3 of 3 people found the following review helpful:
3.0 out of 5 stars
Reformed Epistemology, April 7, 2011
B.B. Warfield was an important purveyor and defender of classic Reformed dogma in a time of change. You will appreciate this book a bit more if you hail from that tradition. The book is a tad dated, smacks a bit of Reformed triumphalism, but is not without its insights.
Part One contains five chapters.
I. John Calvin: The Man and His Work
II. Calvin's Doctrine of the Knowledge of God
III. Calvin's Doctrine of God
IV. Calvin's Doctrine of the Trinity
V. Calvinism
The first part of the book is some 300 pages long.
Part Two contains three chapters.
I. Augustine,
II. Augustine and His "Confessions"
III. Augustine's Doctrine of Knowledge and Authority
The concluding Appendix is "Calvin as a Theologian" that does not compare Calvin and Augustine or provide a summation of Calvin's use of Augustine. Instead Warfield extols the Calvinist system arguing predestination is not the formative principle of Calvinism, "only its logical implication." Calvinism is a great revival of Augustinianism. Warfield argues Luther and Melanchthon were no less zealous for absolute predestination than Zwingli and Calvin. That is not true. Melanchthon was rather indifferent and less than enthused about predestination to the surprise of Calvin.

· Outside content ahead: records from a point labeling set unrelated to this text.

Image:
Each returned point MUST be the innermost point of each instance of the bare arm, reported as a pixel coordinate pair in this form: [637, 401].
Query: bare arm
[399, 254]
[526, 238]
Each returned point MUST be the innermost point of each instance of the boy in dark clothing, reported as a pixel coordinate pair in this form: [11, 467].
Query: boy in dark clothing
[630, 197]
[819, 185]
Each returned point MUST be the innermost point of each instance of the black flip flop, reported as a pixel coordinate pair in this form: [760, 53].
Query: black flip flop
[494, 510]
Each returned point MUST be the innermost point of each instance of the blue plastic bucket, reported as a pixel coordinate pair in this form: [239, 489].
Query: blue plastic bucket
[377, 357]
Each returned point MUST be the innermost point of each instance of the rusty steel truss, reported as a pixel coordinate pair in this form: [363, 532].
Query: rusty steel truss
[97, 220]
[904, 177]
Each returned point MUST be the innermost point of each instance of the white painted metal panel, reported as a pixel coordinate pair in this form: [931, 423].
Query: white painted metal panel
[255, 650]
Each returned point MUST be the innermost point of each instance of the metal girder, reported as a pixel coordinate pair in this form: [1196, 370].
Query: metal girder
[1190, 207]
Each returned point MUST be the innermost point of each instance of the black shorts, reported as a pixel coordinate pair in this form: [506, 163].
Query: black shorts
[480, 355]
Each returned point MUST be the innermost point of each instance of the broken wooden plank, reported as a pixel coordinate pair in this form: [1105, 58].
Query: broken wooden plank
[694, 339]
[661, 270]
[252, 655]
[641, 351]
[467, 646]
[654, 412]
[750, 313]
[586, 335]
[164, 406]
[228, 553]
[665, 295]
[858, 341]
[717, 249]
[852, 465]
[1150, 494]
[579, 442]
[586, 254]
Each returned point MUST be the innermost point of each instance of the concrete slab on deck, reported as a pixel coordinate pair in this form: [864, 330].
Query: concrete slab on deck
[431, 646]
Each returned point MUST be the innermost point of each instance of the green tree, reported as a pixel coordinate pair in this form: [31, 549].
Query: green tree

Warfield then argues that it is the Reformed and not the Lutheran tradition that retains "the purity of the conception [of justification by faith] and resists the tendency to make it a doctrine of justification on account of, instead of by, faith. ... Calvinism penetrates to its [justification's] causes, and places faith in its relation to the other products of God's activity looking to the salvation of man." Much of this tells us more about Warfield than the precise beliefs of the Protestant Reformers, but Warfield was writing at a time when "modernity" was threatening belief in the supernatural.
This is a good work to read if you are interested in Reformed epistemology and its correlations to Augustianism. If, however, you are interested in a much broader work on Calvin's use of Augustine then see Luchesius Smits's two volume work written in French.